Bless you for fostering these darling babies. The breeder that abandoned these sweeties deserves to be shot !!!!!!


----------



## BeauShel (May 20, 2007)

Your crew will show them how to be the fun loving goldens they are meant to be and what fun the inside is. I like Chandler in the middle. But they are all cute. I just dont understand people especially breeders just dumping them instead of just giving reduces prices.


----------



## fostermom (Sep 6, 2007)

They are precious! I just told my husband that you amaze me. I have three dogs and will foster one, if I foster more than that, I am overwhelmed. That is not an issue with you, obviously! Thank you.


----------



## Maggies mom (Jan 6, 2006)

fostermom said:


> They are precious! I just told my husband that you amaze me. I have three dogs and will foster one, if I foster more than that, I am overwhelmed.

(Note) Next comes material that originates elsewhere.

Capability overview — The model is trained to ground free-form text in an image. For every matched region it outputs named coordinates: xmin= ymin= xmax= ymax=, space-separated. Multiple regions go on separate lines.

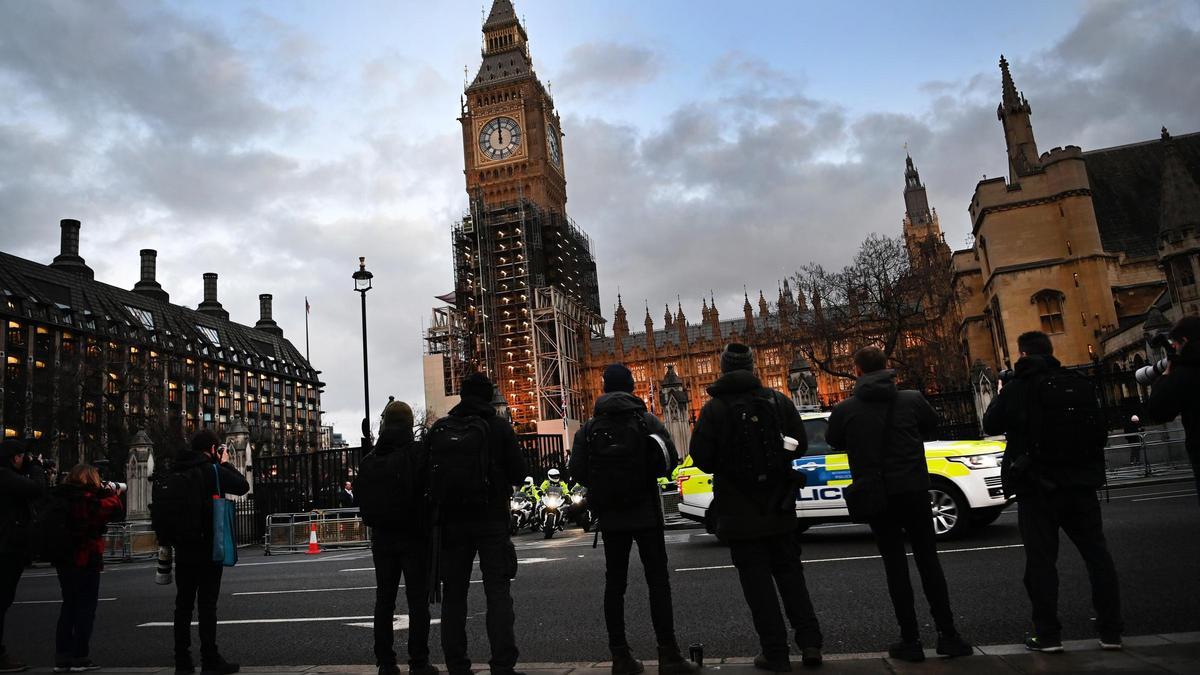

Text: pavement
xmin=16 ymin=632 xmax=1200 ymax=675
xmin=5 ymin=480 xmax=1200 ymax=673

That is not an issue with you, obviously! Thank you.


Things usually run smoothly if the fosters get along with Maggie... When i have this many my house isnt always quite or the cleanest since the back yard is all mud..but nothing I cant live with....


----------



## fostermom (Sep 6, 2007)

Well, I still think you are incredible and that they are pretty darn lucky pups!


----------



## desilu (Nov 2, 2006)

Well, I can't think of a better place for them to get the socialization they need than at your house with your crew! They are just so cute - I'll bet you don't have them for very long.


----------



## GoldenDaisy (Jul 16, 2007)

What sweet looking babies. Thank you for fostering them, they are so lucky. And 2X all of those puppy kisses!


----------



## Heidi36oh (Feb 27, 2007)

There to cute, I can't wait until we move I'm gonna start fostering. Right now I can have 4 dogs. You're doing a great job.


----------